And leave it to me, naturally, to start to see broomball as yet another metaphor for marriage. As I watched our team (made up of 3 couples from our small group) play five rounds, I was so struck by the sense of watchfulness I felt from them. Every time someone slipped or fell or made a good shot or blocked something, there was a response. One husband cheering on his wife when she intercepted the ball, a wife making a sympathetic noise when her husband ran face-first into the glass.

Of course, all good teams know these things. They cheer on their teammates. They worry about them. They defend them.

But there was something special about watching newly-weds and other young couples fighting for each other in a very physical, real way.

I hope that Kyle and I can model in our relationship what we were able to do playing broomball. That Kyle will literally throw himself in front of the ball, as selfless as I already know him to be.
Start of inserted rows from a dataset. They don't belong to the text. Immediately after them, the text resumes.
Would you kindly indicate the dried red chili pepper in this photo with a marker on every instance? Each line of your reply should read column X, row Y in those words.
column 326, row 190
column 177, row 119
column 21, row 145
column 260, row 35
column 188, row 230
That I will be as mindful, careful, observant of the ways in which Kyle needs me to defend him when he is down.

Now it's probably important to note that we, uh, totally LOST broomball tonight. We didn't win a single game. Even the high school freshmen girls won ONCE. Not us.

But I guess that's not really the point. If you think about it, we probably "lose" more often than we win, when it comes to all the stuff thrown at us in life. What really matters is, was I a good teammate? Someone Kyle could count on when that big, scary dude who clearly plays college hockey is barrelling toward him and the ball or when he started bleeding after a bad fall or that second where he lost his balance and skidded across the ice? Was I there? Was I paying attention?


Kyle's thoughts: I loved that even though we were losing...making mistakes...falling down...it was still fun because we were with the people we love. There was also a sense of pride in defending our spouses on the ice. Kind of romantic. I mean, I knew if no one else on the ice had my back, then Elizabeth did.

So here we are...home safe, tired, and sore. The wounds have been doused in hydrogen peroxide. The ibuprofen has been administered. The stiffness has set in.

Tonight I feel renewed in my desire to fight for Kyle, with Kyle. Broomball was a fun, sweaty reminder of that thing I forget so often...that we can lose a battle and still win the war.

4 comments:

Jenni said...

Elizabeth I found this so very touching for some reason. Maybe because I'm PMSing wildly or maybe because of some other things going on in my life right now, but I really and truly enjoyed reading this. You have such a way with words and weaving a tale, and I always enjoy reading what you have to say. Love you, my pretty friend!

PS - not only was this touching, it was also freaking HILARIOUS! You make me smile. :)

Sarah said...

Now I want to play broomball.

Janet @ Made For This said...

Okay, I will find the publisher.
This was so funny.

Emry said...

This was adorable. And really, so very you.

Also, reason #723902982 (<--I don't even know what number that is!) why we are best friends? I made Jer have a Mighty Ducks marathon with me on Friday night. Oh yeah.